Salimos a un largo pasillo también chapado en caoba que hedía a riqueza. El silencio era tal que me dio la impresión de encontrarme dentro de un ataúd, pero preferí no ahondar en esa idea. En cambio, respiré hondo y me dirigí a la alta silueta que se recortaba en el extremo del pasillo.

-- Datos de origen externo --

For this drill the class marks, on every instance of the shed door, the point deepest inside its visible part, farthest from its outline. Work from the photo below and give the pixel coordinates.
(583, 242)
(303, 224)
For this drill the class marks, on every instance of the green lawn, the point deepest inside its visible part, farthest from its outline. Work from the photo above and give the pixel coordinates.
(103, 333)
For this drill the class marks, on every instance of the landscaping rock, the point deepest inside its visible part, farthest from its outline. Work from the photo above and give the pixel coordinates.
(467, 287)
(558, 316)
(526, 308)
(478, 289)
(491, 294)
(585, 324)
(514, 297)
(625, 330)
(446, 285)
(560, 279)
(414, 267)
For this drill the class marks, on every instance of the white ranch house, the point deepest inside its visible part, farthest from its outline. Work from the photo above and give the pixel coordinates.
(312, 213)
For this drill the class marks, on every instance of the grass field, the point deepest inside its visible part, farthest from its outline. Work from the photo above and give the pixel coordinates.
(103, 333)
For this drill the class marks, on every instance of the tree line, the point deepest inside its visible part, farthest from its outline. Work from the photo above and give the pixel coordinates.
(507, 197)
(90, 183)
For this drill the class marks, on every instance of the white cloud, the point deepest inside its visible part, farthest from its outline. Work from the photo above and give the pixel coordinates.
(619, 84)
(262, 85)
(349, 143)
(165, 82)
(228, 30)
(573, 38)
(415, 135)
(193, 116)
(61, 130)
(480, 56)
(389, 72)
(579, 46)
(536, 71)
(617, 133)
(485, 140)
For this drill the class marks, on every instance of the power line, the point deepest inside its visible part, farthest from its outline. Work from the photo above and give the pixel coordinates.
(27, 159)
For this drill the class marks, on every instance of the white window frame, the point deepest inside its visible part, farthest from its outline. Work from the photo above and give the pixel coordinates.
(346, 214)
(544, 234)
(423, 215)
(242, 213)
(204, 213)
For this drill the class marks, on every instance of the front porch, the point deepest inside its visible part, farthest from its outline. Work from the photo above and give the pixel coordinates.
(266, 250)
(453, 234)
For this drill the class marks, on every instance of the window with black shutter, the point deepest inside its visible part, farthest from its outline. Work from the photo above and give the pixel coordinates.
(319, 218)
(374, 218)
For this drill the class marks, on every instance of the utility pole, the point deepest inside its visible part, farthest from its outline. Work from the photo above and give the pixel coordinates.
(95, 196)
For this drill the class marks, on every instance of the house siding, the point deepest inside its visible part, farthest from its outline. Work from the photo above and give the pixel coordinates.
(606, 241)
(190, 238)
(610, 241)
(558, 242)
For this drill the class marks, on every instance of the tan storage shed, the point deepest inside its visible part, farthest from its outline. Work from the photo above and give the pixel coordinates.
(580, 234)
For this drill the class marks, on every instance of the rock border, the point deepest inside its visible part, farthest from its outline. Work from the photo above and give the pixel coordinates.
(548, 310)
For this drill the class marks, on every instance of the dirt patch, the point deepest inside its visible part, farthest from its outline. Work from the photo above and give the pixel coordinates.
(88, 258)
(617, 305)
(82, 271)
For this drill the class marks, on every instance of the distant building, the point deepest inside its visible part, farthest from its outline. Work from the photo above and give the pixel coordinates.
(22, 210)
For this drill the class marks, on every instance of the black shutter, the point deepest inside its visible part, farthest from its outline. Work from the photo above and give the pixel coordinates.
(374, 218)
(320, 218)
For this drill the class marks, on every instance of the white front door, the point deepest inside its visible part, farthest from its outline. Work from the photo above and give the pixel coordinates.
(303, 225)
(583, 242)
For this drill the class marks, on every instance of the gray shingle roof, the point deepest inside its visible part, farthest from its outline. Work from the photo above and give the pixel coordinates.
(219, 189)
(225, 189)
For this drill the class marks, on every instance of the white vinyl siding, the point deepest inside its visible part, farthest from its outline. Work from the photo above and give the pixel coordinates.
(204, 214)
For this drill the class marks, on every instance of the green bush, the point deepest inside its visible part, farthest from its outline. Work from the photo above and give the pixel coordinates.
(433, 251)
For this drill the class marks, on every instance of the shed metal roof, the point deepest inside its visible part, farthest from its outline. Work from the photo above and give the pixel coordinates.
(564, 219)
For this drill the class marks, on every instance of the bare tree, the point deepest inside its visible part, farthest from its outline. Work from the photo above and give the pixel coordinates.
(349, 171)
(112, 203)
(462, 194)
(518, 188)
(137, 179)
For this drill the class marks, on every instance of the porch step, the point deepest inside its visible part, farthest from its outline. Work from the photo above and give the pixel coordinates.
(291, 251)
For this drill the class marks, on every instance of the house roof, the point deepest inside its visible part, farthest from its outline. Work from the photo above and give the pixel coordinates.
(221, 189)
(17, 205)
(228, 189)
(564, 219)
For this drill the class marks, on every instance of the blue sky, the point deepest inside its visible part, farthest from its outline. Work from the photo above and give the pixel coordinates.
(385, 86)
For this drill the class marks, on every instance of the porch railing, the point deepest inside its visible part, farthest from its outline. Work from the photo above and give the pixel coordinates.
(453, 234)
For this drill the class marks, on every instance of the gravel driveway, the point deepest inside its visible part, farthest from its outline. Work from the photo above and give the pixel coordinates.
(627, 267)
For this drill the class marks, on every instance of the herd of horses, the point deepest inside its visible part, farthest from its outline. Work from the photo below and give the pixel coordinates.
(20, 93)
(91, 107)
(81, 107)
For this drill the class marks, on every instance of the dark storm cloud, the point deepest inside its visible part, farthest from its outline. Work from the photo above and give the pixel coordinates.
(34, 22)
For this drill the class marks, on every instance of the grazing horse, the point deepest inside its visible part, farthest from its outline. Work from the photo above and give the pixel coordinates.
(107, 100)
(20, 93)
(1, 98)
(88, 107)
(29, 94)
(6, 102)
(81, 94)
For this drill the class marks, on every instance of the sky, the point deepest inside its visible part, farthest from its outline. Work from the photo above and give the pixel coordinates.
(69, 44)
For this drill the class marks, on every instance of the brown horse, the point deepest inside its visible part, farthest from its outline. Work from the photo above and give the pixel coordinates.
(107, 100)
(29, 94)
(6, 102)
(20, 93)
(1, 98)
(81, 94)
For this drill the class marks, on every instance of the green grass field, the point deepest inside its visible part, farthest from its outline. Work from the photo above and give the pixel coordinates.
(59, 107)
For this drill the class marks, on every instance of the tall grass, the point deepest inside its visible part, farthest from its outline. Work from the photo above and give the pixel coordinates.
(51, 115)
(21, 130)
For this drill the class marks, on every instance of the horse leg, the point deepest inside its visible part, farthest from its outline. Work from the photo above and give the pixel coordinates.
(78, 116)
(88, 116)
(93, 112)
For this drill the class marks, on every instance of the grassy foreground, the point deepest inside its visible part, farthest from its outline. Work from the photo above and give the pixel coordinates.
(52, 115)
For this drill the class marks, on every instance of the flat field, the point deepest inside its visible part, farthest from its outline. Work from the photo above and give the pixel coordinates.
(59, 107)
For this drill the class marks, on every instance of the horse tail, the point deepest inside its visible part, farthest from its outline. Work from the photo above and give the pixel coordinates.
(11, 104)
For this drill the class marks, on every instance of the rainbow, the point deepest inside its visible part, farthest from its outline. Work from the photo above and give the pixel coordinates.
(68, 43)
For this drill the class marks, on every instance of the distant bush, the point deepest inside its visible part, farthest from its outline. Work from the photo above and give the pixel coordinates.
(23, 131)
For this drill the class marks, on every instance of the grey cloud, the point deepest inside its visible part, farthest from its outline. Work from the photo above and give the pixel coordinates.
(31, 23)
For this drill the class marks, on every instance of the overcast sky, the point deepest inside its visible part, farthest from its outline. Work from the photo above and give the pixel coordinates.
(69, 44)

—¡Ah, señor Belfort! ¡Señor Porush! ¡Buenos días a los dos! —dijo Jean Jacques Saurel en tono cálido. Nos estrechó la mano. Con una traviesa sonrisa dijo—: Espero que las cosas hayan andado mejor después de ese feo asunto del aeropuerto. ¡Me tiene que contar con más detalle su aventura con la azafata!
Me guiñó un ojo.
¡Vaya tipo!, pensé. No era el típico franchute suizo. Era basura europea, pero tanta elegancia sin duda no era suiza. Tenía la piel morena y el cabello castaño oscuro peinado hacia atrás, del modo en que se lleva en Wall Street. Sus facciones eran largas y delgadas, pero de aspecto agradable. Llevaba un inmaculado traje azul con delgadas listas gris claro, una camisa blanca con gemelos en los puños y una corbata de seda azul de aspecto caro. La ropa le caía con esa perfección que solo alcanzan los hijos de puta europeos.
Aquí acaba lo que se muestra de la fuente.